The Norwegian telecoms operator Telenor has denied analyst speculation that the company is planning to exit its loss-making venture in India. The company, which owns nearly 70 per cent of the Indian mobile operator Uninor, is reported to have racked up US$556 million in operating losses, prompting analysts to question the company's ability to become profitable in three years.
While Telenor has denied that it is under any pressure from investors to sell off its interest in Uninor and rethink plans to stick with its long-term plan for India, Uninor currently has less than 1 per cent market share in India's fiercely competitive mobile market.
Regardless of this, Telenor Group regional head Glenn Mandelid said, "Uninor's target is still to secure an 8 per cent market share by 2018 and become cash-flow positive in five years... We are committed to India and our investment in Uninor."
However, recent studies into the Indian tariff wars indicate that ARPUs have dropped significantly, making Telenor's earlier guidance irrelevant.

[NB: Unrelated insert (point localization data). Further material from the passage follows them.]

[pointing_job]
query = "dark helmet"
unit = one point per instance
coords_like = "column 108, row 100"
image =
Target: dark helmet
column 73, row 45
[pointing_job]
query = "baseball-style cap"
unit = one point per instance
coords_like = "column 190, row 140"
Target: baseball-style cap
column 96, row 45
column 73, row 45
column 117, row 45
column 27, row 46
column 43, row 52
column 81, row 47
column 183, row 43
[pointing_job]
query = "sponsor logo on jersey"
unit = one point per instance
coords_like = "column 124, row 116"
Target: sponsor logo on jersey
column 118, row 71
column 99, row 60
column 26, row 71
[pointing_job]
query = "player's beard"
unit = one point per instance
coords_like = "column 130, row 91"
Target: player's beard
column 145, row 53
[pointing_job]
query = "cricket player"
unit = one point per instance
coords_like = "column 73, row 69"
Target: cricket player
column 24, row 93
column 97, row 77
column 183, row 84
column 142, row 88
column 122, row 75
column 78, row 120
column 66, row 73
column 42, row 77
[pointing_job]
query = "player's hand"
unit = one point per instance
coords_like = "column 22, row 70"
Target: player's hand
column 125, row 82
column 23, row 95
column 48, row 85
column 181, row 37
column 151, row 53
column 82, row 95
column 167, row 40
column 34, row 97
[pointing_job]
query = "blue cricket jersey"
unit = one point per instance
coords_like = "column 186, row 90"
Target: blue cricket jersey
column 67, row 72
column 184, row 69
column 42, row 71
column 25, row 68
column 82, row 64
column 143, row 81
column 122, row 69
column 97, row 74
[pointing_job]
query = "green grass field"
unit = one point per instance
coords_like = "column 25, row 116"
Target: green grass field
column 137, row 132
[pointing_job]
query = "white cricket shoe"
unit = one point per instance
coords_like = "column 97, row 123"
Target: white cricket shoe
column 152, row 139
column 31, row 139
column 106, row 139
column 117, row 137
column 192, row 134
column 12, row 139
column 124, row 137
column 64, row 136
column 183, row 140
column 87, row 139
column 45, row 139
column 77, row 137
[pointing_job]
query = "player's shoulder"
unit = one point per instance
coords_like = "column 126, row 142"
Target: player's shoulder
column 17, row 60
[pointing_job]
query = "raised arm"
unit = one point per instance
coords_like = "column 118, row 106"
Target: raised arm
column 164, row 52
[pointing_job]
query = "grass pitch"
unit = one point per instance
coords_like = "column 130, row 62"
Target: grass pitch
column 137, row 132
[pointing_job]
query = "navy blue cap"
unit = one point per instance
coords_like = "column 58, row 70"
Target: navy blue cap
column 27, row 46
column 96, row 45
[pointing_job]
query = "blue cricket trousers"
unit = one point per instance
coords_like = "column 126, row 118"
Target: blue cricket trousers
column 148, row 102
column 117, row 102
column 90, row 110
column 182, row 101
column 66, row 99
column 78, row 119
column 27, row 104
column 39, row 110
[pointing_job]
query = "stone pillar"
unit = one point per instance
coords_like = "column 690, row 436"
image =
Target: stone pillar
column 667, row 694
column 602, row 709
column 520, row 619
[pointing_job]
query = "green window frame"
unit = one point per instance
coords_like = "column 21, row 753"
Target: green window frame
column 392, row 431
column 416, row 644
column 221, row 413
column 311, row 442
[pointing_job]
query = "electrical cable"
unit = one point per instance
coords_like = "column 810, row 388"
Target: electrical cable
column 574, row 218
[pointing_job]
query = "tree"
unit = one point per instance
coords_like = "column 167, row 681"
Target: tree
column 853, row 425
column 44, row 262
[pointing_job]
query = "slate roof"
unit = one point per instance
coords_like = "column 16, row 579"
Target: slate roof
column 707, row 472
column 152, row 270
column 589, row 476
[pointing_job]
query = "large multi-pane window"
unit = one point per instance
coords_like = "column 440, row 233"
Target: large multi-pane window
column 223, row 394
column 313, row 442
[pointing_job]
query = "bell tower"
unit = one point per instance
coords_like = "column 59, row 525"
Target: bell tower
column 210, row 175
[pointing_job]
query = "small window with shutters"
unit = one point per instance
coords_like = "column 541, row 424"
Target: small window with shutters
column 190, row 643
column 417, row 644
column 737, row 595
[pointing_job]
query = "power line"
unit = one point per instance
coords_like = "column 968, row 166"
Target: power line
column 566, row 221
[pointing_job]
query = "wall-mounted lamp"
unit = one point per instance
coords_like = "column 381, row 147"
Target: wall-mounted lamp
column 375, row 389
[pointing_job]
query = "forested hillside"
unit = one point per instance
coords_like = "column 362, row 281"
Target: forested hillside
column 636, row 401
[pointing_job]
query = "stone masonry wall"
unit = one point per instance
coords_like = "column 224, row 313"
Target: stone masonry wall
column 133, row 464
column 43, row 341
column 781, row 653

Uninor, which launched its first service in December 2009, now provides coverage to 13 regions in India. Some observers believe that consolidation will happen in the next 12 to 18 months among the 15 operators that presently provide mobile services in the country.
Earlier this year, Uninor accepted the resignation of Stein-Erik Vellan as MD, who was transferred back to a post within Telenor. Sigve Brekke, head of Telenor Asia Region, took over the CEO role at the company.